Have all of your rescues found homes yet? Thanks for all you do to help these little ones.


----------



## binniebee (Sep 27, 2007)

You guys are amazing! Wonderful news about Rita. I was looking on Petfinders today. Not sure why, because I certainly cannot handle another pup! But there were so many in TN and that's where I live. Of course, after the 700 being picked up from the puppy mill in TN just lately I would imagine a LOT MORE would show up soon. So very sad. 

Cyndi


----------



## Max & Rocky (May 20, 2004)

Yes... it is upsetting. Don't get me started...  

In another thread here... I'm pretty much stuck as far as rescuing two out of southern NH. NCMR has essentially no one in the North East at all.

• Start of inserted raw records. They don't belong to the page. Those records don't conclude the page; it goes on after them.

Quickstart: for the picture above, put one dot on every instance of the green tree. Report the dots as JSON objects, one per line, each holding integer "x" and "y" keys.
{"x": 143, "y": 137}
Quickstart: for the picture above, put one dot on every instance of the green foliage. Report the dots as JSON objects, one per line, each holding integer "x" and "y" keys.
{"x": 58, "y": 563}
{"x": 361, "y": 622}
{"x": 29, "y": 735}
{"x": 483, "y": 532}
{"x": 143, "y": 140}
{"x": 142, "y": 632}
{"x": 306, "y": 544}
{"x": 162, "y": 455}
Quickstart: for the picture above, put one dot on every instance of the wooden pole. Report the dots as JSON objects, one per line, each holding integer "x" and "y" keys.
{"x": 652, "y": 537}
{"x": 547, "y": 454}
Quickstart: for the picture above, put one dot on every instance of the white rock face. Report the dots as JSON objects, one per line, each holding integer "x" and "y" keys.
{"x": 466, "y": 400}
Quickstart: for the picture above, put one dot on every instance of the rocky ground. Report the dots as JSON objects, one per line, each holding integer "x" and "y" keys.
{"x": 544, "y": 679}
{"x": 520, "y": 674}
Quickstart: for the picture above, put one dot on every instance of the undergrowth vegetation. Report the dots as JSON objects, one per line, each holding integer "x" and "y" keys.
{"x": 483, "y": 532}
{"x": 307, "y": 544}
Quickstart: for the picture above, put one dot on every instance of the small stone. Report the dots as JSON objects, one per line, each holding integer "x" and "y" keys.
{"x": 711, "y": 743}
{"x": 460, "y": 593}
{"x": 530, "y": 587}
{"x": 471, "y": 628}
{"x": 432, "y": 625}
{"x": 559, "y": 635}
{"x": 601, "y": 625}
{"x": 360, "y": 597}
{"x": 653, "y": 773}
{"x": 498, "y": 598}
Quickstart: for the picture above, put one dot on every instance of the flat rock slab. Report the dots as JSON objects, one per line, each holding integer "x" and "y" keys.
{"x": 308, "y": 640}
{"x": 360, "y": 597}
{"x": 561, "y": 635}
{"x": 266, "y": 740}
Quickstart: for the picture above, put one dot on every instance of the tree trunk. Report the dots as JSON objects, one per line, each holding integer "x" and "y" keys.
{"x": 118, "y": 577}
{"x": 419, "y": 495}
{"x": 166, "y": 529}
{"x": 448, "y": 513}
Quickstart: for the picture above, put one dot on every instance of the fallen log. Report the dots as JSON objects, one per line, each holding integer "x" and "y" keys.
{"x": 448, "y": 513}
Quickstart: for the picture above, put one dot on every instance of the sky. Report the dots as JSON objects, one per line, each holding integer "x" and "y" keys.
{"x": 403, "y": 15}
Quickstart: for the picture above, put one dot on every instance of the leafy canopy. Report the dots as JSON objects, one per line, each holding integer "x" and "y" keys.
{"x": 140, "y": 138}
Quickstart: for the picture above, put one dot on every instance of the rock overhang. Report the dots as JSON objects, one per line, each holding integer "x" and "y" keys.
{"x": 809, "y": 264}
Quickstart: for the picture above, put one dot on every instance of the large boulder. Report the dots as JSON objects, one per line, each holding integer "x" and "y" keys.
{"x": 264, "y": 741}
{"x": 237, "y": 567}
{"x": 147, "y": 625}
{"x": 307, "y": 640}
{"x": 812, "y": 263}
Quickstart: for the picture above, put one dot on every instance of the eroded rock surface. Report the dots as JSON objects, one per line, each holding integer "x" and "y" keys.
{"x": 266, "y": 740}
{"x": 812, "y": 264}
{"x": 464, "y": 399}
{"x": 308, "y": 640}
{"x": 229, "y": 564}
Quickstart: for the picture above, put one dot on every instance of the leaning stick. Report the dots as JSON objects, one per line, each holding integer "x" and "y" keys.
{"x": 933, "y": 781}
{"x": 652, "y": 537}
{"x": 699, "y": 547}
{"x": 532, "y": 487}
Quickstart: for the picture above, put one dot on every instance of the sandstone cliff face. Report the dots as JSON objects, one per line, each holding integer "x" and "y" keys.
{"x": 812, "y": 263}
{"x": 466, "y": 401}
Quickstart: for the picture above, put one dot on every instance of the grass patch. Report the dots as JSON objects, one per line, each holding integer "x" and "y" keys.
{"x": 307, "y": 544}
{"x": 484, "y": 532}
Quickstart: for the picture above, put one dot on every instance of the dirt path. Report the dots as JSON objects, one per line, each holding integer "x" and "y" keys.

We have one foster who lives more or less in NYC and that is all we have, apparently for the ENTIRE North East US...  :bysmilie: 

As you can imagine... this makes "rescue" really hard...


Oh yes... this thread is about Rita... She goes to her new home Saturday morning. :chili:


----------



## lillady (Jan 25, 2007)

Great news Steve-keep up the good work :clap:


----------



## Max & Rocky (May 20, 2004)

Just a quick update that Rita is on the road to her new home right now. :aktion033:


----------



## joyomom (Jan 13, 2008)

Thank you Peg and Steve!! You really have a place in heaven for all the good work you do for these little orphaned fluffs! God bless you always!


----------